Dans cette série, les ornements de pierres tombales se transforment en lambis, coquillages à la fois majestueux et menacés. Par un jeu de ressemblance formelle et de métamorphose visuelle, les décorations funéraires glissent vers une autre vie, oscillant entre abstraction et figuration.

Le cimetière devient alors un lieu crépusculaire où se croisent mémoire, disparition et survivance. Comme ces coquillages détrivores, dont la lente agonie est liée à la surpêche depuis les années 1980, les formes photographiées semblent mourir à petit feu, dans une invisibilité silencieuse.

Entre métaphore écologique et résonance funéraire, la série propose une réflexion sur la fragilité : celle des espèces, des rites, et de l’idée même de permanence. Le lambi, jadis met luxueux, surgit ici comme un spectre, convoqué dans un dialogue avec les morts et les formes abstraites du vivant.

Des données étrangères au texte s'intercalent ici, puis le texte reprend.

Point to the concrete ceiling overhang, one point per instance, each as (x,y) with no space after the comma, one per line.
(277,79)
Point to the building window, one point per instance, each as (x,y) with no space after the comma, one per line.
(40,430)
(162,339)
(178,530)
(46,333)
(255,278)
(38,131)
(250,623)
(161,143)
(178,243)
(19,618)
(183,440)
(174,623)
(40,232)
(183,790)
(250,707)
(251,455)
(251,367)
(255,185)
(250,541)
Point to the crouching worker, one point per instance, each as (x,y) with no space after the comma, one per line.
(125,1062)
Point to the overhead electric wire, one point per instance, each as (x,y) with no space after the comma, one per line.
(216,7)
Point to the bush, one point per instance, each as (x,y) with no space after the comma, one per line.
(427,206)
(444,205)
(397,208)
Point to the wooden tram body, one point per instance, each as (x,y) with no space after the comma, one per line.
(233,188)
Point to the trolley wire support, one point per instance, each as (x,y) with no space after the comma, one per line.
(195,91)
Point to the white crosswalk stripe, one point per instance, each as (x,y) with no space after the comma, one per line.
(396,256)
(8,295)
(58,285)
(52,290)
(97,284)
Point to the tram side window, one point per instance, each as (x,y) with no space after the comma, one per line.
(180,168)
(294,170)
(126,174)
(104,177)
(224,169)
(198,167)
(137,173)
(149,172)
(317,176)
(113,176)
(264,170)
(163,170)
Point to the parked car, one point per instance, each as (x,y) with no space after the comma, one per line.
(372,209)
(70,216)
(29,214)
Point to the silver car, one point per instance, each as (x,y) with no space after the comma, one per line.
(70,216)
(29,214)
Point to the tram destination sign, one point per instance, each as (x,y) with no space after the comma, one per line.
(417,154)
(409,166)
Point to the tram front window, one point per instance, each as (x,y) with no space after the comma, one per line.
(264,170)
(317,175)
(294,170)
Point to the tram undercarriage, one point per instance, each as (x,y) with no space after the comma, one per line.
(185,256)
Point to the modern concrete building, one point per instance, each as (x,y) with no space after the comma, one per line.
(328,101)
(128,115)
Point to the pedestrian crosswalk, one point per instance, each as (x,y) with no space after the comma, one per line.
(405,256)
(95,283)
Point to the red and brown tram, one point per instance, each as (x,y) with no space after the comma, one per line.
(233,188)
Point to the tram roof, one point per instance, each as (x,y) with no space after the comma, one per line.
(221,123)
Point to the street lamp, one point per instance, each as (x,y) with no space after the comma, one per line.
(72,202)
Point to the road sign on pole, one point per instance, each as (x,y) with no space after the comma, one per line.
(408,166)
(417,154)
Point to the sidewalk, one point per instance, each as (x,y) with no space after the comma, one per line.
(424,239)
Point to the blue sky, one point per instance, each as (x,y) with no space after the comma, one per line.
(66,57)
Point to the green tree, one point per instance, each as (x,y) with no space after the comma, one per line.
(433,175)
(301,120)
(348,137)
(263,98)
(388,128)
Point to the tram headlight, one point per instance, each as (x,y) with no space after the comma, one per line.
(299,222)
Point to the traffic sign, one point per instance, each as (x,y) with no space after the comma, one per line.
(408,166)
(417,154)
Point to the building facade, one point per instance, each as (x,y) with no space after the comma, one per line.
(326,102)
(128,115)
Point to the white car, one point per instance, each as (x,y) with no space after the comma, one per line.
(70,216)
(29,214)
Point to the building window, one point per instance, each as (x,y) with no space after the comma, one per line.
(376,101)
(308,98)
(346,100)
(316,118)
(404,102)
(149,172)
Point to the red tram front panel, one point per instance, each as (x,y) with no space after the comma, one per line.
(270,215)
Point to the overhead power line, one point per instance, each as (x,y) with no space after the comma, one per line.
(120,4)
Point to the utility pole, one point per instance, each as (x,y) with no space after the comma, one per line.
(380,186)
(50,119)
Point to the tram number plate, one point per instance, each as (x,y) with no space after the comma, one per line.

Les images sont imprimées sur des carreaux imitation marbre, matériau domestique et standardisé qui rejoue, à une autre échelle, l’esthétique funéraire qu’il imite. Ce support introduit une ambiguïté supplémentaire : il mime la pierre sans en avoir la densité, comme les fleurs en plastique tentent de prolonger indéfiniment le geste du deuil. Entre surface décorative et simulacre de monument, le carrelage agit comme une peau, lisse et reproductible, où l’image se fige sans jamais accéder à la matérialité qu’elle évoque.

Ainsi, la série se déploie dans un réseau de substitutions : le coquillage devient ornement, l’ornement devient image, l’image devient matière factice. À chaque étape, quelque chose se perd et persiste à la fois, dessinant une économie du faux où la survivance passe par la copie, la transformation et le glissement des formes.